We can see that sources A and D are poorly constrained in comparison to sources B and especially C. Again this is unsurprising since the isospace plot indicated that these were the two most clearly separated sources.

The most useful output plot is the matrix plot

plot(simmr_out,type='matrix')

plot of chunk unnamed-chunk-12

This shows the source histograms on the diagonal, contour plots of the relationship between the sources on the upper diagonal, and the correlation between the sources on the lower diagonal. Large negative correlations indicate that the model cannot discern between the two sources; they may lie close together in iso-space. Large positive correlations are also possible when mixture data lie in a polygon consisting of multiple competing sources. Here the largest negative correlation is between source A and D. This is because they lie closest together in isospace.

Advanced use of simmr

Whilst the above gives an introduction to the basic functions of simmr, the package is open source and all code is open to editing. The two objects created as part of this vignette simmr_in and simmr_out are R lists. They can be explored with e.g.

str(simmr_in)

which will show their contents. The simmr_out object in particular allows for full access to all of the posterior dietary proportion samples. We can calculate for example the mean of the first dietary proportion:

mean(simmr_out$output[[1]][,1])
## [1] 0.2160584

Or we can find the probability that the posterior dietary proportion for source 1 is bigger than for source 2:

mean(simmr_out$output[[1]][,1]>simmr_out$output[[1]][,2])
## [1] 0.338

With more detailed R knowledge, it is possible to create scripts which run multiple data sets and compare dietary proportions across groups. See the help file help(simmr_mcmc) for some other more complex examples.

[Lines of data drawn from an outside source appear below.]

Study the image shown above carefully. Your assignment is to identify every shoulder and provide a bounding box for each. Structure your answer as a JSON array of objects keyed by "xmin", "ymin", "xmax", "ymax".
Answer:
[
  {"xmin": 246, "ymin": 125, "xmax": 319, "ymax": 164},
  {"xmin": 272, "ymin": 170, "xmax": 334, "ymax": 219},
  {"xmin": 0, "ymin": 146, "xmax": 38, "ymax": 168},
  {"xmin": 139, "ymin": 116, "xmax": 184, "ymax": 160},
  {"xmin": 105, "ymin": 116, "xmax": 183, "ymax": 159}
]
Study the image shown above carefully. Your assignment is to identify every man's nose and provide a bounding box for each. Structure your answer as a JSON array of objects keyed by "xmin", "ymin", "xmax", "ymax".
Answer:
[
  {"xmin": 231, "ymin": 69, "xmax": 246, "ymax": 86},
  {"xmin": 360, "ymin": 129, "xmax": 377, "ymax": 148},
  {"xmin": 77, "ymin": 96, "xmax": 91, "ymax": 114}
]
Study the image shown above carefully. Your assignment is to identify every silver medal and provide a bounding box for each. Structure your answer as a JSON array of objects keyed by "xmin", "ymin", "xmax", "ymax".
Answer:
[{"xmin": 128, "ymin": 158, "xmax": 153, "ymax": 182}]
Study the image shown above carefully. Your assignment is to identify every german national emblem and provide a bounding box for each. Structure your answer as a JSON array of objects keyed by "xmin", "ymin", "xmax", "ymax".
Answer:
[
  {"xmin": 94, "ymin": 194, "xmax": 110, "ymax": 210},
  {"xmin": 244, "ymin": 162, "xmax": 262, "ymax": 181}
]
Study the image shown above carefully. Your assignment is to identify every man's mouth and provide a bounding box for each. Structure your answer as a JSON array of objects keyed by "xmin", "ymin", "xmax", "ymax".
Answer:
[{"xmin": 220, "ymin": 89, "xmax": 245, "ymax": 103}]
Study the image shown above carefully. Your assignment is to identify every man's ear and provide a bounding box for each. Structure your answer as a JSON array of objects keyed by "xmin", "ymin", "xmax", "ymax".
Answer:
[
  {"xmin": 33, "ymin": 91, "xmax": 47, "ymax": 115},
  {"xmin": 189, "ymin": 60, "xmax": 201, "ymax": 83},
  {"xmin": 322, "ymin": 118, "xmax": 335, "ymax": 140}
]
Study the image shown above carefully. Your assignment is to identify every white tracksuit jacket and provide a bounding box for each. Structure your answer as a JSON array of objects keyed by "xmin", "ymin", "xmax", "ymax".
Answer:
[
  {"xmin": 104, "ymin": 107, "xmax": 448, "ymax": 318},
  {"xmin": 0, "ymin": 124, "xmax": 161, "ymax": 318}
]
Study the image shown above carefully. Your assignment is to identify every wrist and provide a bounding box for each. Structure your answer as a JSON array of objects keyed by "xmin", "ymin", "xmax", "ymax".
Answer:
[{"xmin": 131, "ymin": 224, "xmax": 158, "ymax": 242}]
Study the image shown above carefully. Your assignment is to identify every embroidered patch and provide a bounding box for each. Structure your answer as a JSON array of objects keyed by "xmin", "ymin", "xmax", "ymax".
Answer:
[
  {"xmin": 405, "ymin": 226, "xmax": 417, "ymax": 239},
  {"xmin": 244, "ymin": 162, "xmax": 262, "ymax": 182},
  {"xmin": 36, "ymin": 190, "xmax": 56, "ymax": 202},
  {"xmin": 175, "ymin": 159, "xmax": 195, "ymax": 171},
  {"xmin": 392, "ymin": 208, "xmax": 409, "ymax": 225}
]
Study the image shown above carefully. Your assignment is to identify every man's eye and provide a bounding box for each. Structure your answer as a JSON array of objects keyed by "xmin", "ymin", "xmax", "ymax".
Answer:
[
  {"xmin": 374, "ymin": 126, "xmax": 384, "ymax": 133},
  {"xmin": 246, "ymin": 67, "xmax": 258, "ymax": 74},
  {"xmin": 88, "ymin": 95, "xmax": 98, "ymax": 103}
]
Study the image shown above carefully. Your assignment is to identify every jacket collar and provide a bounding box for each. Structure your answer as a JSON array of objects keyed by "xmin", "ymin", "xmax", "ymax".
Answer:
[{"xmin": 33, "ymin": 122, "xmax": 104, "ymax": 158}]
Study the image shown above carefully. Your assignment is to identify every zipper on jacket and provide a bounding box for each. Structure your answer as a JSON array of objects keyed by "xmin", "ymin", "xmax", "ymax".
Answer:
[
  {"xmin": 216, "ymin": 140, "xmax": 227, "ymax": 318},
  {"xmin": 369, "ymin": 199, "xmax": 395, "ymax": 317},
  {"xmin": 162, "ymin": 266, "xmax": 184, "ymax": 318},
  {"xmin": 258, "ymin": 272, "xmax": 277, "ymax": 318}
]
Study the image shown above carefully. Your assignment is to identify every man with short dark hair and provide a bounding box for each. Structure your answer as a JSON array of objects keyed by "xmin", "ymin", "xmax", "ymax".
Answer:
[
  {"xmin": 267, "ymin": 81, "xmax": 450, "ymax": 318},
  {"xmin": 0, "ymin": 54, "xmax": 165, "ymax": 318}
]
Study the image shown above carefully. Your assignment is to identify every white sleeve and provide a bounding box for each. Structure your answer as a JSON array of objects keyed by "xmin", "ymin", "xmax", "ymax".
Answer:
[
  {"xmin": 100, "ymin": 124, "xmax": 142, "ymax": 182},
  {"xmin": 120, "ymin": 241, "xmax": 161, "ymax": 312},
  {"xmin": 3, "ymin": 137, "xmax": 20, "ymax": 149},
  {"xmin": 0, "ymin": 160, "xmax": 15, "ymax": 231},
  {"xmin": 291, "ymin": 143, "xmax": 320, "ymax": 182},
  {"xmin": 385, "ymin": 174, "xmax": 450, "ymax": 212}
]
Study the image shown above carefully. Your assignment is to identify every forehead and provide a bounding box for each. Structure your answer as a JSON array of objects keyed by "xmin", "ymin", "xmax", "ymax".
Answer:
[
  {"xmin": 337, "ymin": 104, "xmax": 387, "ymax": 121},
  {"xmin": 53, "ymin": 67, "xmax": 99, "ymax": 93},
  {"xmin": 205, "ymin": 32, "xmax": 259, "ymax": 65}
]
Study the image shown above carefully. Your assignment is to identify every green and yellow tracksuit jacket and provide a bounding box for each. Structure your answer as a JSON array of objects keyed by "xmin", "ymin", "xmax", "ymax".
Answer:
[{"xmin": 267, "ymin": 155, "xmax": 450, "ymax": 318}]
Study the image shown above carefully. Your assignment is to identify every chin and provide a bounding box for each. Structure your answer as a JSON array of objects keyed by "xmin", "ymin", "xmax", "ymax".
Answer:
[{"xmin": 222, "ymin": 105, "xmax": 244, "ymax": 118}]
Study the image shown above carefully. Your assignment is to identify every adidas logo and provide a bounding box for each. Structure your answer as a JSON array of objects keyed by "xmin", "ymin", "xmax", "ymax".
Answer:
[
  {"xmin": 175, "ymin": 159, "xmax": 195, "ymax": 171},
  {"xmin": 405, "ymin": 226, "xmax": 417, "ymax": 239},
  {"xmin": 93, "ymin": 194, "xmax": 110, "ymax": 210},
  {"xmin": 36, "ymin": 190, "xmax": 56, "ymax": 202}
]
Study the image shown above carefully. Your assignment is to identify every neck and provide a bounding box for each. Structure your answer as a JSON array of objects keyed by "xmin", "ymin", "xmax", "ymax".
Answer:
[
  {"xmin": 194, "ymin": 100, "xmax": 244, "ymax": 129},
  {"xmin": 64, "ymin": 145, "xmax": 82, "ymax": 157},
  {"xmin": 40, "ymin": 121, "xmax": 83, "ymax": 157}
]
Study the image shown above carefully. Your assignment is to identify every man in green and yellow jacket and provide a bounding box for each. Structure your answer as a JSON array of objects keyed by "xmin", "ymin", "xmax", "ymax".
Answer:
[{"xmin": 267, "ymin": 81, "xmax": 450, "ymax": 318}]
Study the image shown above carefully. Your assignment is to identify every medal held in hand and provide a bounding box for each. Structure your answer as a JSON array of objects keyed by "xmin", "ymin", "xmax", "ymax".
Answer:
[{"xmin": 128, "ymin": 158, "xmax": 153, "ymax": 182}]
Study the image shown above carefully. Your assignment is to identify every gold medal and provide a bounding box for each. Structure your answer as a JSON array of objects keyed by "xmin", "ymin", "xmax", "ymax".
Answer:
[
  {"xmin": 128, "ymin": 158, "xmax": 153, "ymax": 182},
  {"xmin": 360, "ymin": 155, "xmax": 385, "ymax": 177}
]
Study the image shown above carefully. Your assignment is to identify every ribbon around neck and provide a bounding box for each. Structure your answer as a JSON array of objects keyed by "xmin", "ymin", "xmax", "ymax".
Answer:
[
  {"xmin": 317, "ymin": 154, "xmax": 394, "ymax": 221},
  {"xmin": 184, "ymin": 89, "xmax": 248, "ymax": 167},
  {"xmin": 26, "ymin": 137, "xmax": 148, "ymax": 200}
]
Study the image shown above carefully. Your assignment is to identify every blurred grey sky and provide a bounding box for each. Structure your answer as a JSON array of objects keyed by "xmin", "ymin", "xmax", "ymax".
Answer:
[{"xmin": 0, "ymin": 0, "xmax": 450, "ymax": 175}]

Appendix - suggested reading

For the maths on the original SIAR model: Andrew C Parnell, Richard Inger, Stuart Bearhop, and Andrew L Jackson. Source partitioning using stable isotopes: coping with too much variation. PLoS ONE, 5(3):5, 2010.

For the maths behind the more advanced JAGS models: Andrew C. Parnell, Donald L. Phillips, Stuart Bearhop, Brice X. Semmens, Eric J. Ward, Jonathan W. Moore, Andrew L. Jackson, Jonathan Grey, David J. Kelly, and Richard Inger. Bayesian stable isotope mixing models. Environmetrics, 24(6):387–399, 2013.

For some good advice about mixing models: Donald L Phillips, Richard Inger, Stuart Bearhop, Andrew L Jackson, Jonathan W Moore, Andrew C Parnell, Brice X Semmens, and Eric J Ward. Best practices for use of stable isotope mixing models in food-web studies. Canadian Journal of Zoology, 92(10):823–835, 2014.